What if any effect will the iPhone 5C case have on other criminal cases where iPhones are involved — like the drug case Brooklyn? Apple asked for a delay in that case, to assess its position after the iPhone 5C case. We’ll have to wait until April 11 for the next move in this unfolding crypto-chess match.
In the meantime, spring also means baseball, where new business blossoms for Apple. Major League Baseball has now signed with Apple for iPads in the dugout. Did the snafu with Microsoft’s Surface tablets during the NFL’s AFC championship game persuade the MLB to go with Apple?
It’s downhill all the way for VW, which missed last week its court-imposed 30-day deadline to offer a technical solution on its emissions standards cheating “clean diesel” passenger vehicles. If there was such a thing as “clean diesel,” VW would have met the deadline; as I said before, there’s no such thing as “clean diesel” technology. The judge allowed a 30-day extension to April 24, but my money is on another missed deadline. Too bad there’s not a diesel engine equivalent of Cellebrite, willing to offer a quick fix to VW or the court, huh?

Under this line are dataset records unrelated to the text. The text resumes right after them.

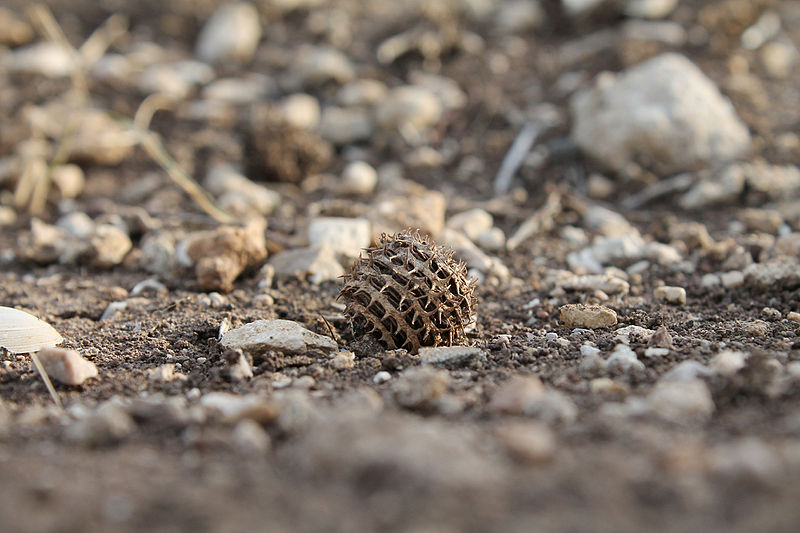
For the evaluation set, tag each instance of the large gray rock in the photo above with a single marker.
(664, 113)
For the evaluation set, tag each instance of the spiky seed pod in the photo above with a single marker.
(407, 292)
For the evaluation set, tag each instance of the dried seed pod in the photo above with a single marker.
(21, 332)
(408, 293)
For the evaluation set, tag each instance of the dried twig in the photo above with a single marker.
(542, 220)
(516, 154)
(678, 183)
(49, 384)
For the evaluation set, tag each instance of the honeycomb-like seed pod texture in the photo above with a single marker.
(408, 293)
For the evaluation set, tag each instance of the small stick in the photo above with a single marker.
(330, 329)
(49, 384)
(515, 155)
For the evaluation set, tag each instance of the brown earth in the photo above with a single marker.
(356, 460)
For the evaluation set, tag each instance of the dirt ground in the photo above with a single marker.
(339, 449)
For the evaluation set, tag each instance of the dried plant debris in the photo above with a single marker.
(277, 151)
(21, 332)
(408, 292)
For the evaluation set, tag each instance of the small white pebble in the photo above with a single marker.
(193, 394)
(671, 295)
(653, 351)
(381, 377)
(589, 350)
(359, 178)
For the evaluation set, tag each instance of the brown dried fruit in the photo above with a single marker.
(407, 292)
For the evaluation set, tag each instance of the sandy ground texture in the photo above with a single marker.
(620, 177)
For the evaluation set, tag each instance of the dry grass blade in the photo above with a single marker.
(156, 150)
(21, 332)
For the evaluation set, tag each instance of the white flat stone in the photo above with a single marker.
(277, 335)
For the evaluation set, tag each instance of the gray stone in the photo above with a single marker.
(664, 112)
(176, 80)
(409, 109)
(671, 295)
(245, 90)
(234, 407)
(623, 360)
(420, 387)
(277, 335)
(301, 110)
(108, 246)
(528, 396)
(316, 65)
(250, 438)
(528, 442)
(344, 361)
(231, 33)
(681, 401)
(591, 365)
(346, 236)
(596, 282)
(345, 125)
(77, 223)
(106, 425)
(358, 179)
(361, 92)
(632, 333)
(687, 371)
(608, 222)
(239, 195)
(69, 180)
(727, 362)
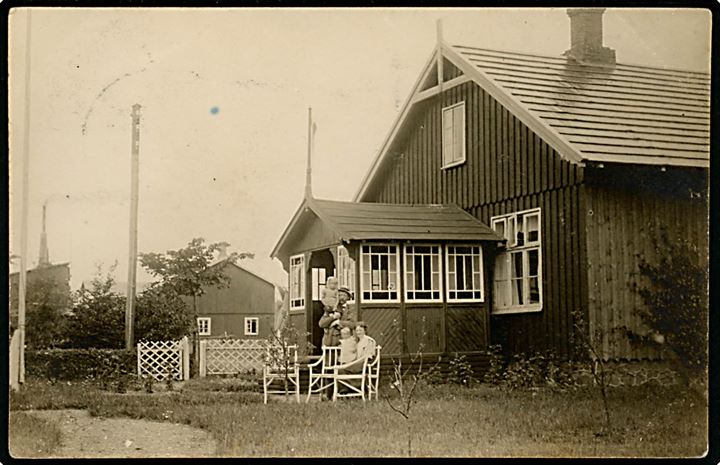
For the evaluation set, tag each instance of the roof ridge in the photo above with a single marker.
(561, 58)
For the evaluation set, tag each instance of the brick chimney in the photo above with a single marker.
(586, 38)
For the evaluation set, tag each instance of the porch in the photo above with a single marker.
(419, 274)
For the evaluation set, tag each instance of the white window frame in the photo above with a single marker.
(248, 326)
(409, 251)
(450, 160)
(510, 225)
(481, 272)
(345, 271)
(362, 273)
(297, 302)
(200, 323)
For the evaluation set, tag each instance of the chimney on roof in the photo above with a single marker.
(586, 37)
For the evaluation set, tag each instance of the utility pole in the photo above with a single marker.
(22, 281)
(132, 260)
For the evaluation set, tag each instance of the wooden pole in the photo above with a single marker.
(308, 172)
(22, 282)
(132, 259)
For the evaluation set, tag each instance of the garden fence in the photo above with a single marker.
(160, 359)
(231, 356)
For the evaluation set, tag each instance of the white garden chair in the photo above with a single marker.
(373, 374)
(353, 383)
(320, 377)
(277, 366)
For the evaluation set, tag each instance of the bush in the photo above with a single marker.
(80, 364)
(538, 369)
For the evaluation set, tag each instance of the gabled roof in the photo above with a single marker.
(621, 114)
(365, 221)
(354, 221)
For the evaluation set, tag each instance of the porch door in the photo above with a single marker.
(322, 265)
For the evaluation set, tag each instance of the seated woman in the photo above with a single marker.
(365, 347)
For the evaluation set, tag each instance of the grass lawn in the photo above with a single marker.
(31, 437)
(649, 421)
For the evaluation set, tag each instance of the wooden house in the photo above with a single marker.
(568, 167)
(245, 309)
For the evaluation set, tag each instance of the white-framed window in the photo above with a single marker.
(379, 265)
(251, 326)
(423, 276)
(297, 282)
(453, 135)
(204, 328)
(346, 271)
(464, 273)
(518, 270)
(319, 277)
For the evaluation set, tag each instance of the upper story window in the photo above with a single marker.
(422, 273)
(518, 270)
(464, 273)
(251, 326)
(379, 266)
(297, 282)
(453, 135)
(203, 326)
(346, 271)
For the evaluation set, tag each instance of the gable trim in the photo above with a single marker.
(470, 73)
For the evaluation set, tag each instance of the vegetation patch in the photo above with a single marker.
(29, 436)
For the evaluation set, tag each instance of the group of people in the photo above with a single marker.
(339, 321)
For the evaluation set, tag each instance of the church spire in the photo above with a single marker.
(44, 258)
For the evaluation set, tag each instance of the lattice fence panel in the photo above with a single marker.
(233, 356)
(160, 359)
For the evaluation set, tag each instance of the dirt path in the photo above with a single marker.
(86, 436)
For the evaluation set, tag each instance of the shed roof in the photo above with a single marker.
(624, 113)
(354, 221)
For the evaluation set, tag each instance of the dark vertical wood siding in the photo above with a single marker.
(625, 210)
(384, 326)
(508, 168)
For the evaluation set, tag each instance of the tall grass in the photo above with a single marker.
(29, 436)
(448, 421)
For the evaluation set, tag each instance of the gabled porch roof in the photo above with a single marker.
(332, 222)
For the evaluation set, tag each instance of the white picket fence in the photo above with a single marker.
(231, 356)
(162, 358)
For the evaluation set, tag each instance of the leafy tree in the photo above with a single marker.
(675, 294)
(186, 271)
(98, 318)
(161, 315)
(47, 301)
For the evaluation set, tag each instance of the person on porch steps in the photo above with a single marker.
(345, 315)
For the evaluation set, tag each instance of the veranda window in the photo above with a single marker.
(346, 271)
(379, 272)
(422, 273)
(464, 273)
(203, 326)
(297, 282)
(518, 270)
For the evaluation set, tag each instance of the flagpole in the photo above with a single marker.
(308, 173)
(22, 282)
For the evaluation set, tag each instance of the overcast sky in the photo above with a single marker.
(224, 97)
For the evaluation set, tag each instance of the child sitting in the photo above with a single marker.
(348, 346)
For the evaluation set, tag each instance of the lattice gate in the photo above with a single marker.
(161, 359)
(231, 356)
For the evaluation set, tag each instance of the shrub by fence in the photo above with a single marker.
(78, 364)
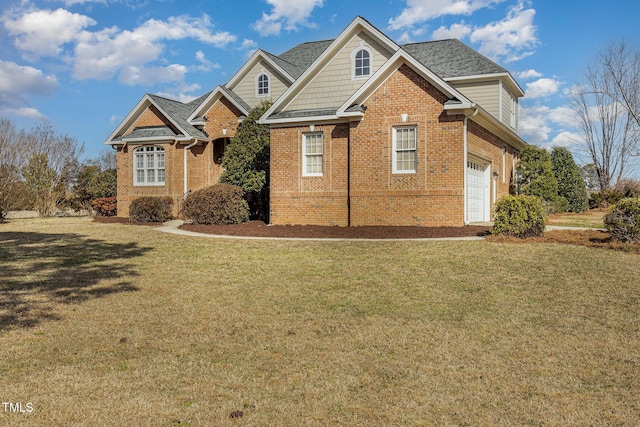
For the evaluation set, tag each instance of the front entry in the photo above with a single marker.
(478, 190)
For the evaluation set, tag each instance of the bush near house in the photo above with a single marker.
(218, 204)
(519, 216)
(150, 209)
(623, 220)
(105, 206)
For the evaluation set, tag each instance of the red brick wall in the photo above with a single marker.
(431, 196)
(201, 168)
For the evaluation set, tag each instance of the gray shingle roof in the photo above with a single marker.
(303, 55)
(180, 112)
(452, 58)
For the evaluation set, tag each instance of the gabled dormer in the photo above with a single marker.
(481, 80)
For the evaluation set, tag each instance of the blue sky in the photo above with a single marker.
(81, 65)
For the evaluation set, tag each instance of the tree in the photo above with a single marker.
(538, 178)
(51, 168)
(246, 161)
(11, 162)
(571, 186)
(607, 106)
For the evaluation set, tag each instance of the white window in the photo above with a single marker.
(312, 154)
(148, 166)
(263, 85)
(361, 59)
(404, 149)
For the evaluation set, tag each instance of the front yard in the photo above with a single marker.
(110, 324)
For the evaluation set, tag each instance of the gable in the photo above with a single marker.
(335, 83)
(245, 87)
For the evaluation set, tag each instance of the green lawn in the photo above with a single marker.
(105, 324)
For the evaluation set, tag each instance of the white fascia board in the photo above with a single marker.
(513, 85)
(357, 25)
(299, 121)
(492, 124)
(252, 62)
(129, 119)
(214, 96)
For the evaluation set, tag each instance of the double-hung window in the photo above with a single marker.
(263, 85)
(312, 154)
(362, 64)
(404, 149)
(148, 166)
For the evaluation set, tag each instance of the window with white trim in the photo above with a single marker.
(405, 149)
(148, 166)
(263, 85)
(312, 154)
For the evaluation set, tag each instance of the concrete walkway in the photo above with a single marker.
(171, 227)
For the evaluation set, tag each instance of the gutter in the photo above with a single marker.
(464, 165)
(186, 149)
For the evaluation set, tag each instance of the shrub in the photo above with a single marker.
(150, 209)
(219, 204)
(519, 216)
(105, 206)
(623, 220)
(571, 186)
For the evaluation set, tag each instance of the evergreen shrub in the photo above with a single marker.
(218, 204)
(150, 209)
(519, 216)
(623, 220)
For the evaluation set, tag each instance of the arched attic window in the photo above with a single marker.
(262, 85)
(361, 59)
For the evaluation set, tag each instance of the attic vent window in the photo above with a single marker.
(263, 85)
(362, 63)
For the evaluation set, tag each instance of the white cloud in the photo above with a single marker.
(456, 31)
(420, 11)
(44, 32)
(287, 15)
(529, 74)
(511, 38)
(103, 54)
(17, 82)
(546, 126)
(542, 88)
(205, 64)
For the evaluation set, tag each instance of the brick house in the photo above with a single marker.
(363, 132)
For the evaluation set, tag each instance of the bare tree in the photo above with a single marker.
(607, 112)
(12, 159)
(51, 167)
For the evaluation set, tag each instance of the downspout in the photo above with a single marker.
(464, 166)
(186, 149)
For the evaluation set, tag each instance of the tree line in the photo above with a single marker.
(41, 170)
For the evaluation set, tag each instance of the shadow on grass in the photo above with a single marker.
(39, 272)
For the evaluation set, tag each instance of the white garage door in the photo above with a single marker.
(477, 191)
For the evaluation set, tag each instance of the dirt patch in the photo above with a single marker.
(260, 229)
(589, 238)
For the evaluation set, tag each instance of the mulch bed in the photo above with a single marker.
(260, 229)
(119, 220)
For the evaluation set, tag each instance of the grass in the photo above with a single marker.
(107, 324)
(590, 219)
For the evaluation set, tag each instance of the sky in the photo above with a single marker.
(82, 65)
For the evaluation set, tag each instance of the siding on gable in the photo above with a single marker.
(149, 117)
(485, 94)
(333, 85)
(246, 88)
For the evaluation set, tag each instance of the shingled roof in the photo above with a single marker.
(451, 58)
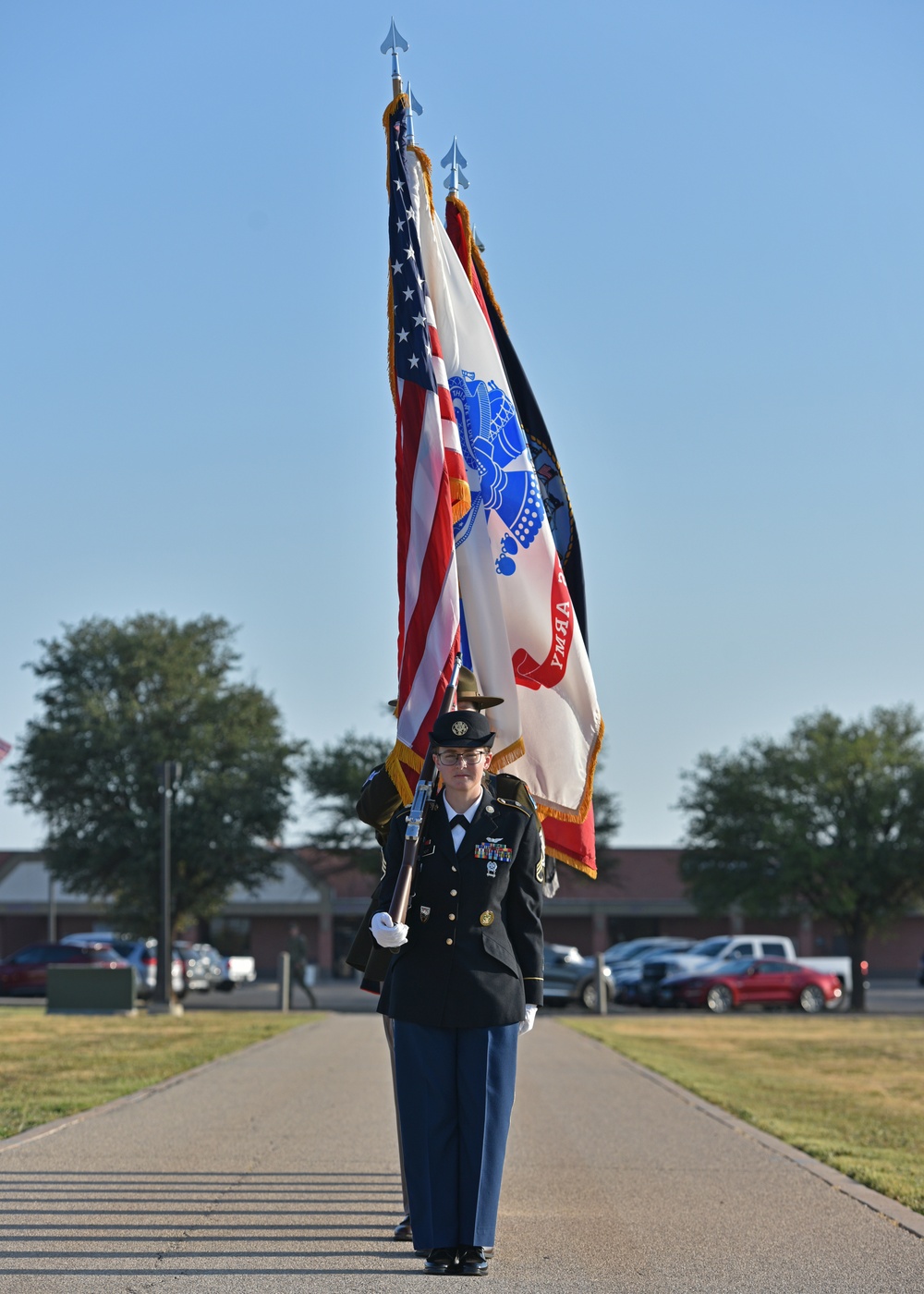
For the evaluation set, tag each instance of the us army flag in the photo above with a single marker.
(519, 628)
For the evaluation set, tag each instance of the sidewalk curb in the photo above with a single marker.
(43, 1129)
(898, 1214)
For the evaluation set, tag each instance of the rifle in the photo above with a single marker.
(423, 799)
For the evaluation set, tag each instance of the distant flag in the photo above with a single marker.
(432, 482)
(519, 628)
(568, 840)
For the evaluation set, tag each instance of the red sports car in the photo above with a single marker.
(768, 981)
(26, 970)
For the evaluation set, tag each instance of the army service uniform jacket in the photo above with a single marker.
(474, 951)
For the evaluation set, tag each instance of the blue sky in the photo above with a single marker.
(703, 222)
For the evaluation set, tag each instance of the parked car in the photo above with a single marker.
(723, 950)
(241, 970)
(141, 954)
(571, 977)
(26, 972)
(765, 981)
(629, 972)
(629, 950)
(638, 985)
(206, 968)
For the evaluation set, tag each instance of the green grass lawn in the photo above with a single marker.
(848, 1090)
(57, 1065)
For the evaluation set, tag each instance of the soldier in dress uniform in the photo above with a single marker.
(466, 980)
(378, 802)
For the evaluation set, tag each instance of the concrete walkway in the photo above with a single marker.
(274, 1171)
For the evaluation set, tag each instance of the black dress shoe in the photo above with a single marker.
(472, 1261)
(439, 1261)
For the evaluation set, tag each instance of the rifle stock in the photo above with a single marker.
(419, 806)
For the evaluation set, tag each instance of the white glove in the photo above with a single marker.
(386, 934)
(526, 1025)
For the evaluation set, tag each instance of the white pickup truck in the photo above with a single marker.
(734, 947)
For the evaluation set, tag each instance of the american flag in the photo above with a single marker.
(432, 488)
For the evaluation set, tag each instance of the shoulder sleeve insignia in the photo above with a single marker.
(513, 804)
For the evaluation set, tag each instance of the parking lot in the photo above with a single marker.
(885, 996)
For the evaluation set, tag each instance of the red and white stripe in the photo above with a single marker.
(429, 456)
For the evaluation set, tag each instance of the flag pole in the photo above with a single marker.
(455, 161)
(413, 110)
(390, 45)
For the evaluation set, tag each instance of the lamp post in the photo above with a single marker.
(168, 774)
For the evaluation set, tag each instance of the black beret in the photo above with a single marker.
(462, 728)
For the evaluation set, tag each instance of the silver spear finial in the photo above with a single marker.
(455, 161)
(416, 110)
(390, 45)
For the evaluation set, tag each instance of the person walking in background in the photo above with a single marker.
(298, 955)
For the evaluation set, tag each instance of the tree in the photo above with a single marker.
(118, 699)
(334, 775)
(607, 812)
(829, 822)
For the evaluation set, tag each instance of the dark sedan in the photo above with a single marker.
(765, 981)
(26, 972)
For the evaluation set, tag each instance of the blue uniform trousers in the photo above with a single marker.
(455, 1096)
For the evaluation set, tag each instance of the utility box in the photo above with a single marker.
(91, 990)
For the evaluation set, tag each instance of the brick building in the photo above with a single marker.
(638, 893)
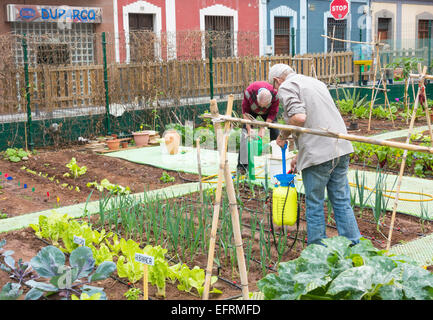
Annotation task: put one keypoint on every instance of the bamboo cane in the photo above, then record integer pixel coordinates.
(222, 147)
(197, 143)
(323, 132)
(387, 100)
(403, 162)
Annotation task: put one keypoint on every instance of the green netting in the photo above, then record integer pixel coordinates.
(184, 161)
(416, 194)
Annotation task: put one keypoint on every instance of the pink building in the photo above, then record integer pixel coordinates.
(178, 27)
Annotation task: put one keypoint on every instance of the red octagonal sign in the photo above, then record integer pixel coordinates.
(339, 9)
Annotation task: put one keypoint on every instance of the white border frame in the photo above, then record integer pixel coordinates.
(219, 10)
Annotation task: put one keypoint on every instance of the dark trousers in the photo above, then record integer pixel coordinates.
(243, 149)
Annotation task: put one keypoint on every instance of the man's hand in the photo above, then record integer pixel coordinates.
(281, 142)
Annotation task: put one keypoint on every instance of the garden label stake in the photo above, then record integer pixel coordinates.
(197, 142)
(403, 161)
(145, 260)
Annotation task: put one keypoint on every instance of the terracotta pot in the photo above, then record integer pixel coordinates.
(172, 141)
(141, 138)
(113, 144)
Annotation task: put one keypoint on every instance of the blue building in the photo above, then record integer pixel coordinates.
(297, 26)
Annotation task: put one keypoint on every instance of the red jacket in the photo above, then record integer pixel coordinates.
(249, 103)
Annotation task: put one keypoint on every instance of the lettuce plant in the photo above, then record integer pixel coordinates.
(339, 271)
(69, 279)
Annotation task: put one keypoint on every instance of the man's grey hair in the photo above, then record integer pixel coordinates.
(264, 97)
(280, 70)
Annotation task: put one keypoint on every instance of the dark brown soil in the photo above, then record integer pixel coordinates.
(16, 200)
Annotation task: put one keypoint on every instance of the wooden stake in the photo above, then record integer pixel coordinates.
(222, 143)
(373, 97)
(197, 143)
(386, 99)
(403, 162)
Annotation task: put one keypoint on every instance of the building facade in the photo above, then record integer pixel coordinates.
(297, 26)
(178, 27)
(61, 31)
(404, 24)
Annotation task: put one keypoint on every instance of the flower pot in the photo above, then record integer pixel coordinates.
(172, 141)
(113, 144)
(141, 138)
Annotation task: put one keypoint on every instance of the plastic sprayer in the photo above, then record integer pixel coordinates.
(284, 197)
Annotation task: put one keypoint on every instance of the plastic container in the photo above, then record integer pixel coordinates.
(284, 211)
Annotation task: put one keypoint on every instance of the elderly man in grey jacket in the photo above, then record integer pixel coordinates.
(323, 161)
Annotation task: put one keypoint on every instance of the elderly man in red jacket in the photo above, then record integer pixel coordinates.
(260, 99)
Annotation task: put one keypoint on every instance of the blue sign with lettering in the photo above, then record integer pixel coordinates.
(37, 13)
(27, 13)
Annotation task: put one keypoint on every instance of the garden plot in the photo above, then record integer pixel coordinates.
(39, 183)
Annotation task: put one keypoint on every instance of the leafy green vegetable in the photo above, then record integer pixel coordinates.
(65, 280)
(15, 154)
(75, 170)
(107, 185)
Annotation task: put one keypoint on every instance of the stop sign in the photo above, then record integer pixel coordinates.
(339, 9)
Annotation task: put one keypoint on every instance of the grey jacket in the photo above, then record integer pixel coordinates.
(307, 95)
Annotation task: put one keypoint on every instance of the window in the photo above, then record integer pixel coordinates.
(282, 36)
(141, 37)
(78, 41)
(423, 32)
(384, 28)
(340, 33)
(219, 30)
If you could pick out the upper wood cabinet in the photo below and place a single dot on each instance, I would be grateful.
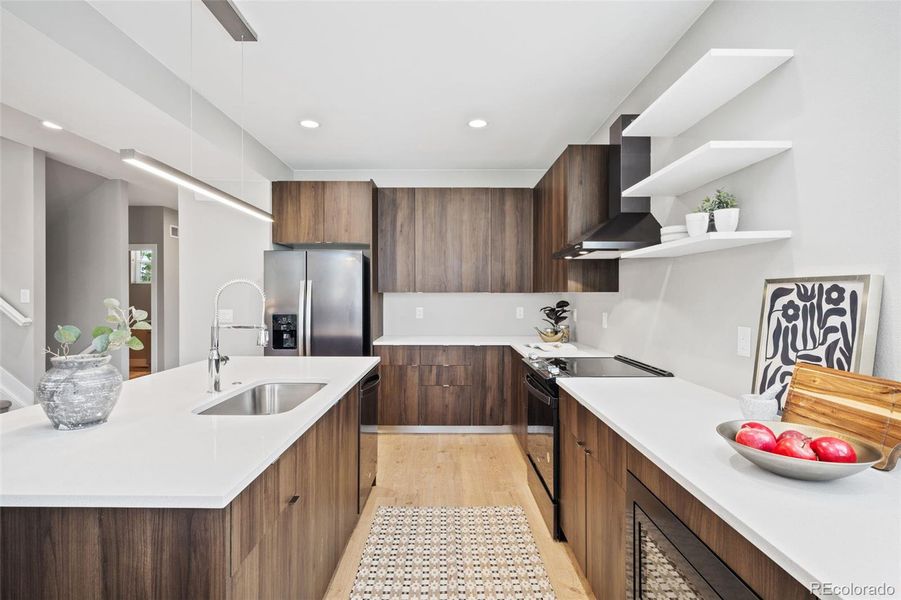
(452, 243)
(455, 240)
(569, 201)
(313, 212)
(396, 240)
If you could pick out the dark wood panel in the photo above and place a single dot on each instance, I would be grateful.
(446, 375)
(764, 576)
(348, 212)
(445, 355)
(511, 239)
(605, 533)
(298, 210)
(572, 493)
(396, 240)
(489, 402)
(398, 355)
(445, 405)
(252, 513)
(399, 395)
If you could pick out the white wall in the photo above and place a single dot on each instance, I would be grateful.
(87, 251)
(837, 189)
(464, 314)
(22, 215)
(217, 243)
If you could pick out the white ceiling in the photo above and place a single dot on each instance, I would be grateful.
(394, 83)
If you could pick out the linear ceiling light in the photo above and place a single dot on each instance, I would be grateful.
(161, 169)
(232, 20)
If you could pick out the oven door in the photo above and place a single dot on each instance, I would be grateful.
(541, 433)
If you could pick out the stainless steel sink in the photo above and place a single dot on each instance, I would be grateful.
(266, 399)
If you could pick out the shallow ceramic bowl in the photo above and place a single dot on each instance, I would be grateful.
(798, 468)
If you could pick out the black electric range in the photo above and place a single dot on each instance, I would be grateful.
(542, 440)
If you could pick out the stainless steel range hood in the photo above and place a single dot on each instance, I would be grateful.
(629, 224)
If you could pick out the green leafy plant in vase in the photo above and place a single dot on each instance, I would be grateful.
(81, 390)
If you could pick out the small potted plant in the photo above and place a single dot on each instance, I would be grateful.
(724, 210)
(555, 316)
(81, 390)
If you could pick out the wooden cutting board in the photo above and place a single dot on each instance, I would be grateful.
(866, 407)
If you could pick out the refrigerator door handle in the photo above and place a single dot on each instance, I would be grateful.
(307, 320)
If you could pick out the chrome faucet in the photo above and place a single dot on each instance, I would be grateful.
(215, 361)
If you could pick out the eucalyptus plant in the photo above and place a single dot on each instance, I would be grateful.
(114, 335)
(722, 199)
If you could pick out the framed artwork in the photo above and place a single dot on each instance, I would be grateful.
(829, 321)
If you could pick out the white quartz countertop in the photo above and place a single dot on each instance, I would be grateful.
(155, 451)
(521, 343)
(845, 532)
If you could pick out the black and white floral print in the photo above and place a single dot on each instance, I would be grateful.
(810, 322)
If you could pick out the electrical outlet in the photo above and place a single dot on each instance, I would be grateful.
(744, 342)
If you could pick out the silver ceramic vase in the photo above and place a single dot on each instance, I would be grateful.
(79, 391)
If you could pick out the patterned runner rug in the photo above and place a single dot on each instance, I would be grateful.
(446, 552)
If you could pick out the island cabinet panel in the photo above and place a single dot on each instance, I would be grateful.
(312, 212)
(397, 240)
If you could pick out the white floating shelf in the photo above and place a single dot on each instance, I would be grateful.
(705, 164)
(709, 242)
(719, 76)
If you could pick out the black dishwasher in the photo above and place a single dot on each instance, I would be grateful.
(369, 445)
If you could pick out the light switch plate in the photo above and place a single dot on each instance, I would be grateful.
(744, 342)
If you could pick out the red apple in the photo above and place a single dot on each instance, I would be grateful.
(791, 433)
(756, 425)
(756, 438)
(830, 449)
(795, 448)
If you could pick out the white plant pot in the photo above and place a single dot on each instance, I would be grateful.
(726, 219)
(696, 223)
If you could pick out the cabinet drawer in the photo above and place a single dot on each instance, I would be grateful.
(445, 355)
(451, 375)
(445, 405)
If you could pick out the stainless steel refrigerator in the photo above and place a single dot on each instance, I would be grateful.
(317, 302)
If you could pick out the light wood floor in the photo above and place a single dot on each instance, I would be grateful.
(461, 470)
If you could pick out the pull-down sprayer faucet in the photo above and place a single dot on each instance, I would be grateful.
(216, 360)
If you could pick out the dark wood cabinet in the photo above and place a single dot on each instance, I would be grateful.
(569, 201)
(397, 240)
(313, 212)
(281, 537)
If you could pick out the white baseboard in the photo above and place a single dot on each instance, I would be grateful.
(470, 429)
(14, 390)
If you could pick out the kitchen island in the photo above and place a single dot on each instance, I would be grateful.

Of note: former FBI director Robert Mueller has been named “special master” on this case by Judge Charles Breyer; Mueller has been meeting with all the parties involved. What the heck is a “special master”? We may not have a ready answer, but at least there’s a special website set up for this case, In re: Volkswagen “Clean Diesel” MDL.
The cherry on top of this merde sundae is the Federal Trade Commission’s lawsuit filed yesterday against VW for false advertising promoting its “clean diesel” passenger cars.
With no bottom yet in sight, some are wondering if VW will simply exit the U.S. market.
Automotive odd lot
Did Tennyson write anything about spring spawning naps? Because I feel like I need one. Hope we’re back in the groove soon. See you in the morning.
1,000 hours of free jazz, ready to download.
Holy mackerel! I almost fainted when @OpenCulture tweeted last week about David W. Niven’s collection shared with the public at Archive.org. Just as amazing is Niven’s commentary, providing context we would never otherwise have about each piece.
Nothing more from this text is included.